Reaching Retribution (The Prophesized #4)(8)By: Kaitlyn Hoyt
I look at her. She looks the same as she did when she was alive. Her chestnut hair is still cut in a short bob. Deep blue eyes look back at me. We look nothing alike. I apparently take after the Doctor in that department.
“I’m afraid that I’m going to screw all this up. Claire’s dead because of me. Colton died because of me. What if someone else dies? I won’t be able to live with that. Every day, I want to run away from all this. I want to grab Colton and run off. I want to live without fear. I’m tired of being surrounded by violence and death all the time.”
“You have to let it out, honey.”
“Fine,” I stand up. “You want me to let it out? I hate that I have these powers. I hate that I’m the chosen one. I hate that dad was never there. I hate that you left me last year. I hate that I feel like I’m never going to be good enough for anyone. I hate that I can’t stop worrying about those around me. I hate that Liam gave me this stupid pendant because if I actually die today, he does too. I hate that Dravin is always one step ahead of me, and he has a plan while I don’t. I hate that I get these visions. I hate that all I see is death, and I hate myself for attracting so much trouble and endangering everyone I love.”
Mom just stares at me, knowing there’s more I have to say. I start pacing back and forth, trying to collect my thoughts. I feel like there are so many things running through my mind right now that I don’t know what to say.
“Despite all that hate, I wouldn’t change anything, because I love all those people. I love everyone I’ve met since I’ve become a mage. I finally have a family again. Every day I wake up and miss you, but I know you had to die to give me something to fight for. I want to make you proud, and I’m afraid that I haven’t done that yet,” I whisper that last part.
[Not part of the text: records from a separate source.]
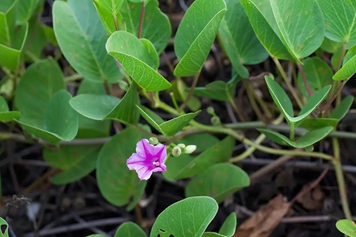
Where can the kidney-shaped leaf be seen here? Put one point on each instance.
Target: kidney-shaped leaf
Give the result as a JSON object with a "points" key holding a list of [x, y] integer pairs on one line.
{"points": [[136, 60], [340, 21], [5, 114], [116, 182], [189, 217], [239, 40], [228, 228], [219, 181], [196, 34], [301, 26], [304, 141], [347, 227], [83, 43]]}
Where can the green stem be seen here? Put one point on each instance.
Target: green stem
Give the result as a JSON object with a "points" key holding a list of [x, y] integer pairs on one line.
{"points": [[340, 179], [289, 85]]}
My mom smiles at me. “There you go.” She moves toward me and wraps her arms around me again. “Now, you have to admit that you are good enough for that boy who loves you more than life itself. You have to admit that you are strong enough to do this. You have to tell me that and believe it yourself.”
“I can’t,” I whisper.
“Then you can’t go back.”
I could always tell when mom was lying to me and right now, she’s being sincere. “But I’m neither of those things.”
“Why can’t you see what everyone else sees in you, honey? Your soulmate thinks you are too good for him. Everyone else thinks you two are perfect for each other. Tom is so proud that Colton found someone like you. I’m so glad that you found someone like him. You two are meant for each other. They wouldn’t give you a soulmate who was too good for you. You’re each other’s perfect half, and you are more than strong enough for this. How many times have you been captured? How many times have you been beaten and broken? How many times have you come back from all that? How many times have you said I’m not going to give up?”
Everything she’s saying makes sense, but I still don’t want to believe it. It’s hard to let go of so many insecurities. It’s not like a switch that you can just move over to make everything better. “Can I tell you that I think that I could someday be good enough for him and that I have the potential to be strong enough for all this?”
“Do you honestly believe that? With all your heart?”
I know Colton loves me, and I know I love him. Maybe once all this war stuff is over I can feel more confident in us. I can finally be good enough for him. Yes, I do believe that part. Am I strong enough? At the moment, I don’t think so, but everyone else seems to believe I am. I can’t let their faith be misguided. I’ve already proven myself in training and in actual combat. With a little more practice and skill, I do think I can be strong enough.
“Yes,” I whisper. My mom tightens her arms around me. I feel weird. My body starts to vibrate. What’s going on?
“I’m so proud of you, Ryanne. Don’t ever question that. I’ll always be here for you. All you have to do is ask, and I’ll listen. I wouldn’t change anything that has happened. I love you so much.”